あくまでも浄化ってことにしようぜ?


「ズバリ、あのワラワラと湧いてくる子供たちは精霊なのです」


「急に口調が変わったな」


「はぃ~……、ちょ。調子に、乗りましたぁ……」


「いや別にいいんだけどね。気にしてないから」


 驚きの真実ぅ~! えぇ~! となるべき場面ですよ。ヒメさま。


 子供達が実は人ではなく精霊であった、という事実よりもアインの口調の変化の方がヒメにとっては重大な事であったらしい。


「あぁ、情緒不安定なのよね。彼女」


「ひ、酷いですよぉ……」


「事実でしょ」


「はぃ~……」


「デカくなったり小さくなったりで大変だな」


 その度にフードから顔を見せている赤毛が気になったり気にならなかったり。

 ヒメの視線はアインちゃんに釘付けであったのは間違いない。


 この先に待っている自身の仕事の陰鬱さなど、どうでもよくなってくる。


 雨の湿気のせいだろう余計に縮れたアインのクセ毛をストレートにしたいと思ってしまうくらいには、今回の件からは気が逸れてしまっていた。


 愛剣を熱せばそれくらいはできるだろうなぁ、なんて思ったり思わなかったり……。


「……それじゃ私はこの辺で~。さいなら」


「おう。助かった」


「てへ。奢られる準備はいつでもできてるからねぃ~」


 やる気も無いだろうに自身の持ち場へと帰っていく受付嬢。

 流石と言うべきか、いや言うべきなのだろう彼女は空気の読める女(自称)。


 ヒメの態度の変化に気付いたのか、はたまた偶然か。

 自ら席を外していくのはどちらにせよファインプレーであった。


 ヒメ自身は気にもしないが、深く本題に入る時には必ず場を離れるのが彼女の立ち回りなのであった。


 乙女ってば思ってるより繊細なのよ? 特に自分では気にしてませんなんて思ってる子はね。

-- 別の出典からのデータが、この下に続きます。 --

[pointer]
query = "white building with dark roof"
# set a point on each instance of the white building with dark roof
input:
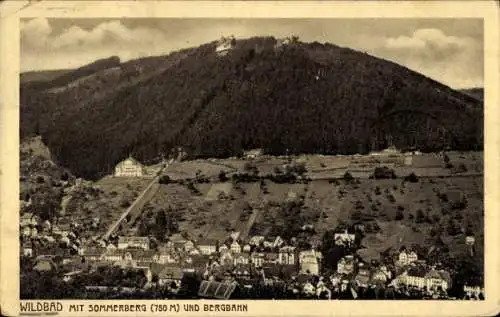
(129, 167)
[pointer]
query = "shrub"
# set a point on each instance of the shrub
(165, 179)
(223, 177)
(124, 203)
(348, 177)
(412, 178)
(461, 168)
(383, 172)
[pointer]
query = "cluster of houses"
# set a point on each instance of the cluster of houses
(63, 233)
(271, 261)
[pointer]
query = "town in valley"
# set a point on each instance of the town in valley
(260, 168)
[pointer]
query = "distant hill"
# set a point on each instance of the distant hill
(474, 92)
(295, 98)
(42, 75)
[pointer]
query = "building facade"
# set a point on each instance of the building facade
(130, 167)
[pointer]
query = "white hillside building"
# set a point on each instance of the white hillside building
(224, 45)
(130, 167)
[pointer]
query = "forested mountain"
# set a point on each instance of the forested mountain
(475, 92)
(297, 97)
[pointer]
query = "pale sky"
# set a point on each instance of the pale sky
(447, 50)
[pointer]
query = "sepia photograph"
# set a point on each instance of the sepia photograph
(238, 158)
(251, 158)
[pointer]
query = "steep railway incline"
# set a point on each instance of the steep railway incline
(135, 209)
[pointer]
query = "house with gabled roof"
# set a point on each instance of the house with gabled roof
(207, 246)
(27, 249)
(309, 262)
(344, 238)
(271, 258)
(256, 240)
(406, 257)
(257, 259)
(235, 247)
(242, 271)
(129, 167)
(247, 248)
(217, 290)
(242, 258)
(133, 242)
(346, 265)
(223, 248)
(287, 255)
(27, 219)
(94, 254)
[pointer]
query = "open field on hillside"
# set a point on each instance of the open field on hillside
(393, 204)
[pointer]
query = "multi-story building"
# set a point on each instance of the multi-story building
(309, 262)
(133, 242)
(129, 167)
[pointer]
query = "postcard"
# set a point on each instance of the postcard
(249, 158)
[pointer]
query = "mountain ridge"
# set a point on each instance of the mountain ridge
(295, 98)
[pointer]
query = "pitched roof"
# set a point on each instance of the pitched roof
(207, 242)
(218, 290)
(170, 271)
(417, 271)
(133, 239)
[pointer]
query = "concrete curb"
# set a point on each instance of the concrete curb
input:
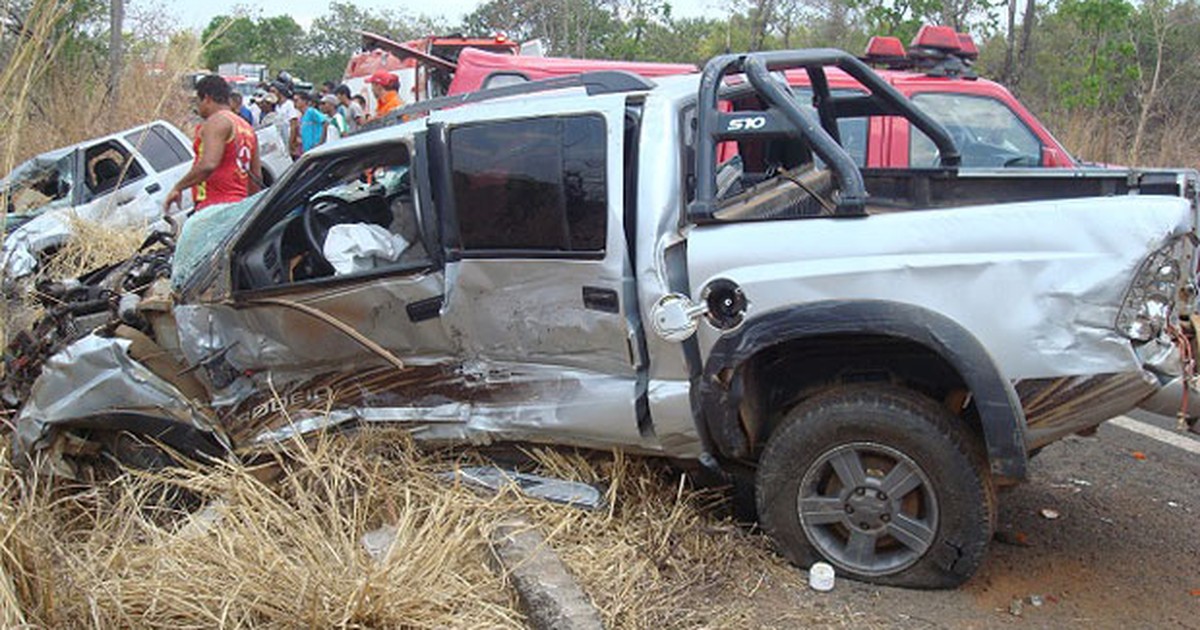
(551, 598)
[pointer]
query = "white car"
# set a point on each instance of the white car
(120, 180)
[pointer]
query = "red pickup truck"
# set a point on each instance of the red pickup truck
(990, 126)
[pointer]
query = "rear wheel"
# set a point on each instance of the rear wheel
(880, 481)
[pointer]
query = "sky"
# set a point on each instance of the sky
(198, 13)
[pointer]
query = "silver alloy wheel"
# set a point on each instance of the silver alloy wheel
(868, 508)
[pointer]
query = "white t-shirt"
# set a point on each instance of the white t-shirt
(287, 112)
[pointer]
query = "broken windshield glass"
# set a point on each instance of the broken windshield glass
(37, 185)
(203, 233)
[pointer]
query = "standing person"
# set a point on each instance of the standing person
(269, 117)
(336, 121)
(256, 111)
(239, 107)
(226, 167)
(312, 123)
(385, 87)
(361, 101)
(291, 115)
(349, 108)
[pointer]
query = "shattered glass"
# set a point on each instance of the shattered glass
(203, 234)
(37, 185)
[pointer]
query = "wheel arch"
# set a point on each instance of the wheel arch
(727, 382)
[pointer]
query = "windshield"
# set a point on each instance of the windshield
(203, 234)
(37, 185)
(987, 132)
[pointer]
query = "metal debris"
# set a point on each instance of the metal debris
(377, 543)
(540, 487)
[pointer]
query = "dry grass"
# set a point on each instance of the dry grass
(288, 553)
(1108, 139)
(93, 245)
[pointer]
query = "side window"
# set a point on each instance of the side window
(531, 186)
(985, 130)
(105, 163)
(853, 131)
(499, 79)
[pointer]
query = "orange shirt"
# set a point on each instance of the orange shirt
(389, 101)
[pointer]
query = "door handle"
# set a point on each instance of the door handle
(604, 300)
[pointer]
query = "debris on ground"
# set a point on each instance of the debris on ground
(1018, 539)
(549, 594)
(821, 576)
(540, 487)
(377, 541)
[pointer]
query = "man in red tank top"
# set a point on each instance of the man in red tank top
(226, 167)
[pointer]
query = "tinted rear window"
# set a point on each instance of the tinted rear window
(161, 148)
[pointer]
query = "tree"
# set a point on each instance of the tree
(570, 28)
(275, 41)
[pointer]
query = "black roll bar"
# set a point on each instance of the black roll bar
(883, 100)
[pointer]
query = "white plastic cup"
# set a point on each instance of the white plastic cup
(821, 576)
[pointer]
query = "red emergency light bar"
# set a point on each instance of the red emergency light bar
(885, 48)
(937, 39)
(967, 49)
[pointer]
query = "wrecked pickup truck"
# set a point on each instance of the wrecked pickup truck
(874, 349)
(120, 180)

 これまでの経験の話なのか、適当にそれっぽいことを言っているだけなのか。

 受付嬢のウインクは誰に見られることもなく、この呟きを聞かれることもなく。


「……それで、やり方は?」


「へ? えっと、何のことでしょう……?」


「“消す”方向で考えてたんだろ? 私が呼ばれたってことはさ」


「きょ、拒絶はされないんですね。普通、嫌がると思うんですけど~……」


「それが私の生き方だからな。嫌な奴だろ」


「……否定はできません。でも、誰にでも真似できる生き方でもないと思います」


「ははっ。そりゃ、私みたいな奴ばっかりだったらそれこそ成り立たないって。私は、私みたいな奴は一人で十分なんだよ」


 笑っているヒメが何故か眩しかったのは、気のせいか。

 アインにとってはその瞬間、彼女のことが空から飛んで舞い降りてきた女神に見えていた。


 自分が憧れても掴めないその真っすぐな姿に、胸の奥が熱くなる感覚を覚えてしまう。

 焦がれても追い求めても決して掴めない理想を思い出した気がして、アインは崇拝に近い感情を抱いてしまいかける。

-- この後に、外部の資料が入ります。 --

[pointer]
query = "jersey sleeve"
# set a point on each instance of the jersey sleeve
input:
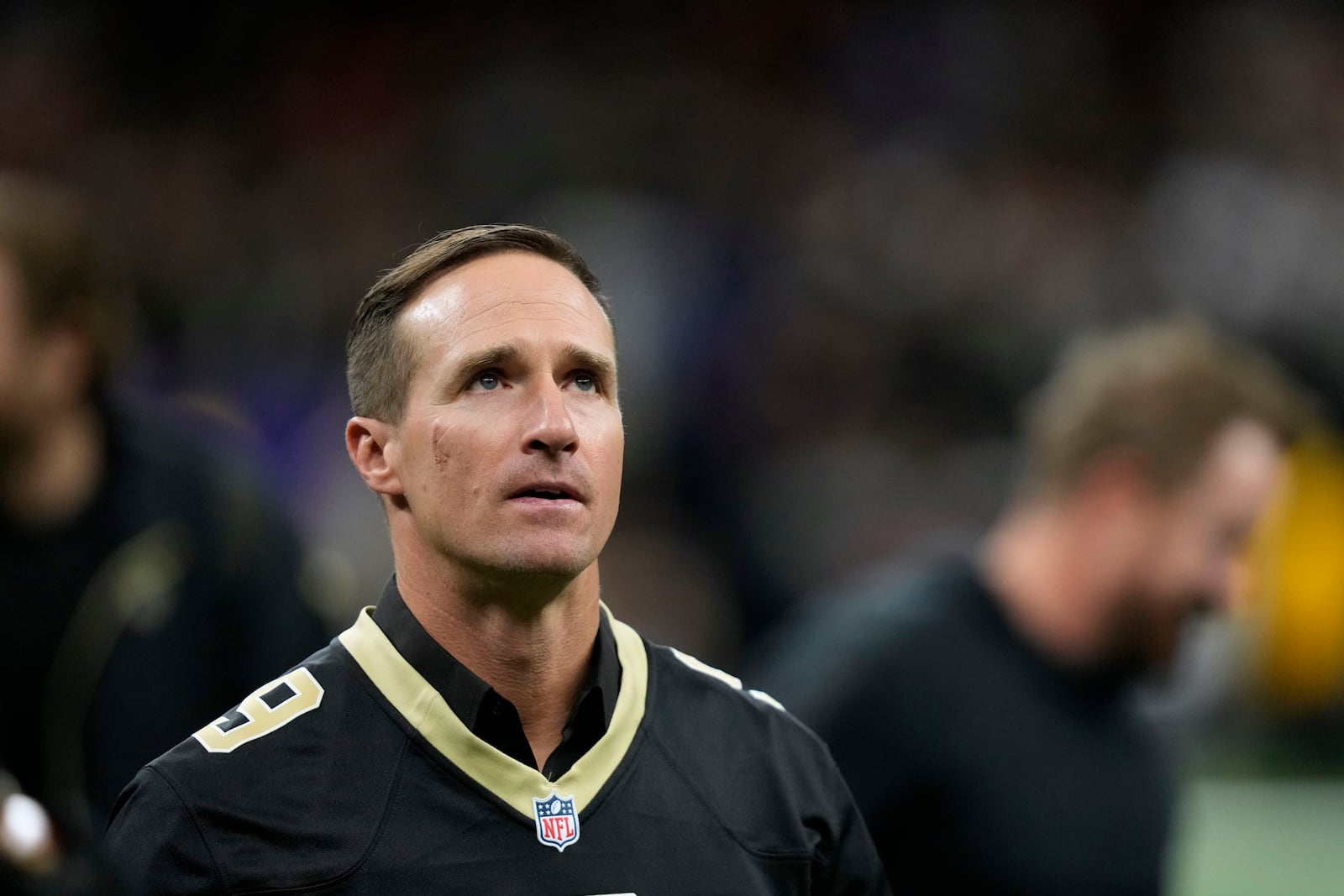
(156, 844)
(848, 862)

「や、やり方ですよね。子供たちの、つまりは精霊の殺し方ですけど……」


「ちょい待ち。その表現は良くないな」


 熱くなった感情のままに強い言葉を使ってしまったのは、まだまだ未熟である証拠。

 アインは成長途中。まだまだ元気な育ちざかりというわけだ。


「あっ、え? で、ではどうすれば……」


「そうだな。無難に浄化とかでいいんじゃないか? 流石に」


「す、すみません……浅慮でしたぁ……」


 実は思った以上にヤバめな思考の持ち主なのか? なんて疑ってしまうのは仕方がないだろう。


 相手が精霊である以上、精霊使いとしての距離感はヒメには分からない。

 分かりはしないが、言葉の選択くらいはできるだろうと。


 専門家相手に口出しできる立場ではないのは承知で断りを入れることになったヒメ。


 アイン、人の生死にはあまり興味がないのかもしれない。

 心のノートにそっとメモをするのであった。